Wednesday evening, I went to a Zoom meeting organised by the Centre for Progressive Change about campaigning for much needed reforms to Statutory Sick Pay. The Centre for Progressive Change is a new organisation, and this is their first campaign, so they want to make a mark. As far as I could make out, the campaign is being led by the cleaners and their union, although other unions are also involved. At the moment there are a large number of workers, who aren’t getting statutory sick pay. I’ve forgotten the precise figures, but it’s something like a third or above. If they do qualify for it, they have to wait three days to receive it from the day they sign off sick, and the amount paid, £99 a week, isn’t sufficient to cover people’s needs. They are therefore campaigning for the amount to be raised, and for it to be paid from the first day of ill health.
They also mentioned cases where workers were denied time off work and SSP by their employers, even though they were perfectly entitled to it. This included one young man who came down with cancer a year or so ago. An operation was scheduled, but he was told he would have to isolate for a week or so before the operation to make sure he didn’t catch Covid and would need two weeks off work to recover. When he told this to his HR manager, who had previously been kind and supportive, he was told that the manager couldn’t run a place like this and so couldn’t take the time off work for isolation. Nor was he going to receive sick pay when he took time off work to recuperate. The boss told him instead that he’d have to take unpaid holiday.

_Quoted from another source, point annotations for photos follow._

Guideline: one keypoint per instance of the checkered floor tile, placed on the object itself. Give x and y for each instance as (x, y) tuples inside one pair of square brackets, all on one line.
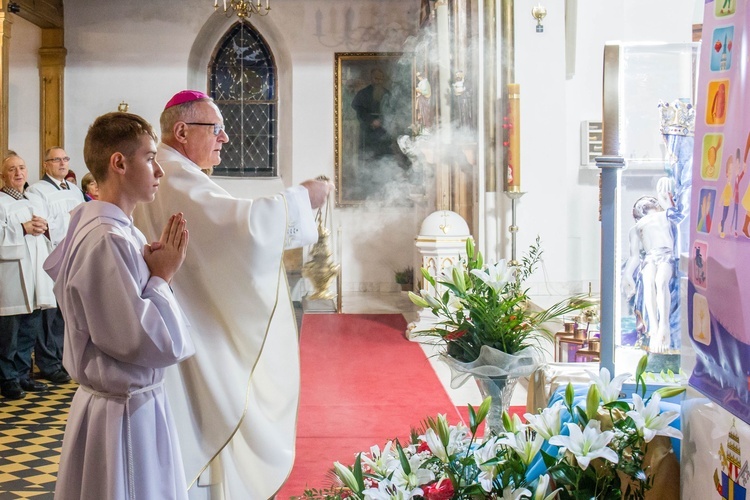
[(31, 432)]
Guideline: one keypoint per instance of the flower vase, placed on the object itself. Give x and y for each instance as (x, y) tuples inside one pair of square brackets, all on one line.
[(500, 389)]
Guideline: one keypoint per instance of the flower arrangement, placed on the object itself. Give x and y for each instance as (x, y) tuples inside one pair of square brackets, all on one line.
[(486, 305), (595, 447)]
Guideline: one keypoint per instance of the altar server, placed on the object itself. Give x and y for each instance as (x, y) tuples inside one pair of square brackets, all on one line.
[(236, 400), (123, 327), (25, 289), (61, 196)]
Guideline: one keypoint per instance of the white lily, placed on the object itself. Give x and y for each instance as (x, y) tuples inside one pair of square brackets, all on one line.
[(510, 494), (481, 456), (547, 423), (417, 477), (497, 275), (346, 475), (542, 487), (609, 388), (387, 490), (432, 302), (525, 449), (436, 446), (650, 422), (447, 274), (380, 463), (587, 445)]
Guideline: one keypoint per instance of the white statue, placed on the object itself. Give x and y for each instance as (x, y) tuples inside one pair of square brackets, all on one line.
[(652, 249)]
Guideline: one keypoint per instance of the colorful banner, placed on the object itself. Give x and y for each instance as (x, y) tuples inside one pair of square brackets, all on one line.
[(719, 284), (715, 451)]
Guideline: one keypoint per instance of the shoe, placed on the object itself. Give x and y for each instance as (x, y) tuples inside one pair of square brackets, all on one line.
[(56, 377), (29, 385), (11, 389)]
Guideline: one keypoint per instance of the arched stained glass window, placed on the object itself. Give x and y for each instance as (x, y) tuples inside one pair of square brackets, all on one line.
[(242, 82)]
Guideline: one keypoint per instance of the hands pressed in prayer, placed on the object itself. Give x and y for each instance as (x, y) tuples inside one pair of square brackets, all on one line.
[(36, 226), (164, 257)]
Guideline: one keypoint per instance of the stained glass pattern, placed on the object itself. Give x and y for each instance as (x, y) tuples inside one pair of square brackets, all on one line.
[(243, 85)]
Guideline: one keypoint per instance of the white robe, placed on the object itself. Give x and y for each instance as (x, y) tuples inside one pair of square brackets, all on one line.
[(237, 398), (25, 286), (59, 203), (123, 328)]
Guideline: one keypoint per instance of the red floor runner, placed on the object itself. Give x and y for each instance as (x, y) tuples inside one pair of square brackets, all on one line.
[(362, 384)]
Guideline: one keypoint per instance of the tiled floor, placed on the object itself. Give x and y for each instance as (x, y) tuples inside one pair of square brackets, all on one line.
[(398, 302), (31, 432), (31, 429)]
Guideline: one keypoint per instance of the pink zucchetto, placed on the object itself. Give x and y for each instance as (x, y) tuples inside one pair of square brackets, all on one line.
[(185, 96)]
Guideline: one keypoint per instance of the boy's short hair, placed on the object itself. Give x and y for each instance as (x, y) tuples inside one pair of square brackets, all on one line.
[(112, 133)]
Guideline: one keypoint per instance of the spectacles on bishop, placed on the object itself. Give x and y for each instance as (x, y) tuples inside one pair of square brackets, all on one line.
[(218, 127)]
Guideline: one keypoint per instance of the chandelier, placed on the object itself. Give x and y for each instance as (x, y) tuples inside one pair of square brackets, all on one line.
[(244, 9)]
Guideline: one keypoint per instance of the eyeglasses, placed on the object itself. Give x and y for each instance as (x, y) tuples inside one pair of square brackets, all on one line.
[(64, 159), (218, 127)]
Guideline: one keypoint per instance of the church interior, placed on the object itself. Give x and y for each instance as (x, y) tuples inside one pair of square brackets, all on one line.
[(510, 122)]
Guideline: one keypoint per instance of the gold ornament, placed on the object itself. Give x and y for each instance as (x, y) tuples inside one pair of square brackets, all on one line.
[(320, 269)]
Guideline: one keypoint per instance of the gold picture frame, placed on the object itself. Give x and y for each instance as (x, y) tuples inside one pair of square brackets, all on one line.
[(373, 109)]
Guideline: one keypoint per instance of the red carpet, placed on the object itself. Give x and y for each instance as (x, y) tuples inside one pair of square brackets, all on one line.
[(362, 384)]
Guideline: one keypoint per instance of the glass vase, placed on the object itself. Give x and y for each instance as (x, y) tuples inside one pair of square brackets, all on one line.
[(500, 389)]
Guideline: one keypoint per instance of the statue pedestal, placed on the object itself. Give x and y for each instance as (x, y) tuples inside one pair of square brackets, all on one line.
[(318, 305), (441, 243)]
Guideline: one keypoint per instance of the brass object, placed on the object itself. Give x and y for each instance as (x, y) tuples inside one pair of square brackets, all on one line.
[(320, 269), (538, 12), (244, 9)]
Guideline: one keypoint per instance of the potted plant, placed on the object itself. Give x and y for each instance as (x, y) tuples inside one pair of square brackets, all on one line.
[(485, 324), (405, 278)]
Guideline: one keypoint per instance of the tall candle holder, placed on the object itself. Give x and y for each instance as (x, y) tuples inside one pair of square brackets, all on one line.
[(514, 197), (512, 143)]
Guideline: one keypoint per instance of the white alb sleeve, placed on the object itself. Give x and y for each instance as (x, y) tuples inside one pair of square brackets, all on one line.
[(301, 229)]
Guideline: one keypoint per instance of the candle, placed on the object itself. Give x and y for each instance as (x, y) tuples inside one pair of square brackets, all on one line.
[(513, 143)]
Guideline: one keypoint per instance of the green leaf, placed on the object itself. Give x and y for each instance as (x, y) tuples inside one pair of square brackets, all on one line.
[(617, 404), (458, 280), (640, 370), (669, 392), (418, 300), (470, 248), (592, 401), (582, 415), (358, 473), (402, 458), (569, 395), (426, 275)]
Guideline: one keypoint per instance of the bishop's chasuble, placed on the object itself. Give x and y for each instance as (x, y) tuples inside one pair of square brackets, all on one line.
[(235, 401)]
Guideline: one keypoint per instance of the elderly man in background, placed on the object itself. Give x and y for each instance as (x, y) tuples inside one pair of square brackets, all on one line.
[(61, 197), (26, 289), (236, 400)]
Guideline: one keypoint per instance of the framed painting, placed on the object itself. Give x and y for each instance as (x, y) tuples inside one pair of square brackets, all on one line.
[(374, 111)]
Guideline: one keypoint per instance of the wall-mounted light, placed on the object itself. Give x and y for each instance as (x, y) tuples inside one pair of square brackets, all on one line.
[(538, 12)]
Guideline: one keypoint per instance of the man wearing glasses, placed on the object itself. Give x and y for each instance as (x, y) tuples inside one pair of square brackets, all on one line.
[(235, 402), (61, 197)]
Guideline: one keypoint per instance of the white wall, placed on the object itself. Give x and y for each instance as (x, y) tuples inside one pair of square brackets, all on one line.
[(23, 94), (144, 52), (561, 204)]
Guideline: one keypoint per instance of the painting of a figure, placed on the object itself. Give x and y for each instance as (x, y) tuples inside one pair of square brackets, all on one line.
[(374, 108)]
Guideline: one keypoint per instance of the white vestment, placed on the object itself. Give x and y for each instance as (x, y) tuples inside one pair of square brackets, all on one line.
[(236, 400), (59, 203), (123, 328), (25, 286)]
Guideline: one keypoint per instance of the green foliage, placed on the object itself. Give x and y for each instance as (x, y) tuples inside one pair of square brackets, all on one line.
[(488, 305), (404, 276)]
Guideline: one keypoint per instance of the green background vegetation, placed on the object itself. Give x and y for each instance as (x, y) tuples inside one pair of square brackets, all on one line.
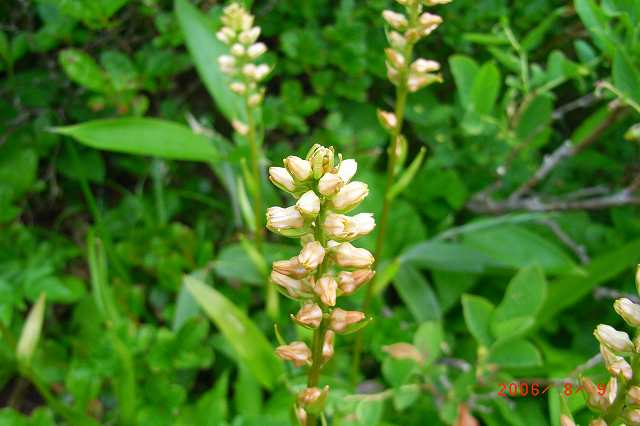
[(128, 231)]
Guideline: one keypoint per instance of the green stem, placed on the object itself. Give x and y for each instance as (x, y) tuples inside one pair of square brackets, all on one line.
[(258, 209), (401, 101)]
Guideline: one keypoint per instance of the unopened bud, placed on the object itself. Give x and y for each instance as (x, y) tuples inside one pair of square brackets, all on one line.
[(424, 65), (311, 255), (633, 395), (326, 288), (395, 58), (300, 169), (321, 160), (310, 316), (308, 204), (282, 179), (291, 268), (341, 319), (347, 169), (348, 256), (249, 36), (255, 50), (387, 119), (329, 184), (294, 288), (616, 341), (349, 196), (296, 352), (313, 399), (237, 50), (349, 282), (281, 220), (396, 20), (628, 310), (340, 227), (238, 88), (327, 345)]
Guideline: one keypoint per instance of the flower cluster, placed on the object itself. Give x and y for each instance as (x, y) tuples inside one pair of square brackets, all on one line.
[(239, 33), (406, 30), (328, 265), (621, 356)]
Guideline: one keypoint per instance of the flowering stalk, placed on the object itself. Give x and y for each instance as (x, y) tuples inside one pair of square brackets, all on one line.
[(239, 33), (328, 265), (405, 30), (619, 401)]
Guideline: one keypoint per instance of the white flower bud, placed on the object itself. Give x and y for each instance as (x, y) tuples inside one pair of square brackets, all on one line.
[(296, 352), (311, 256), (327, 346), (310, 315), (616, 341), (294, 288), (424, 65), (237, 50), (237, 87), (395, 58), (341, 319), (249, 36), (240, 127), (256, 50), (387, 119), (348, 256), (396, 20), (298, 168), (628, 310), (262, 71), (396, 40), (308, 204), (280, 219), (349, 282), (349, 196), (326, 289), (329, 184), (227, 64), (282, 179), (291, 268), (346, 228), (347, 169)]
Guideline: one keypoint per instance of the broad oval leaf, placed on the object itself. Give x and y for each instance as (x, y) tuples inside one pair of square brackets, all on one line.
[(251, 346), (143, 136), (205, 49)]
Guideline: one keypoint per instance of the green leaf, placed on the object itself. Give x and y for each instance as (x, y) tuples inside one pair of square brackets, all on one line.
[(251, 346), (464, 70), (143, 136), (516, 247), (82, 69), (446, 256), (517, 353), (566, 291), (626, 76), (523, 299), (477, 313), (485, 89), (416, 293), (205, 49), (428, 339)]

This clearly isn’t acceptable.
The meeting itself was bilingual in English and Spanish. There was a button for simultaneous translation, so if you didn’t speak whatever language was being spoken at that moment, you could press a button and get the translation. It felt rather like being at the UN when the various ambassadors and officials there get the translations of speeches through their headphones. I was puzzled why it was in English and Spanish when we’re no longer in the EU, but it may just be that so many of the cleaning staff and other low wage workers involved in this campaign are Spanish.
They’ve got a petition to persuade the government to pay increased SSP and are also trying to get people to organise to see their local MPs about it. I’ve signed it because of the cost of living crisis and Truss’ renewed assault on working class wellbeing.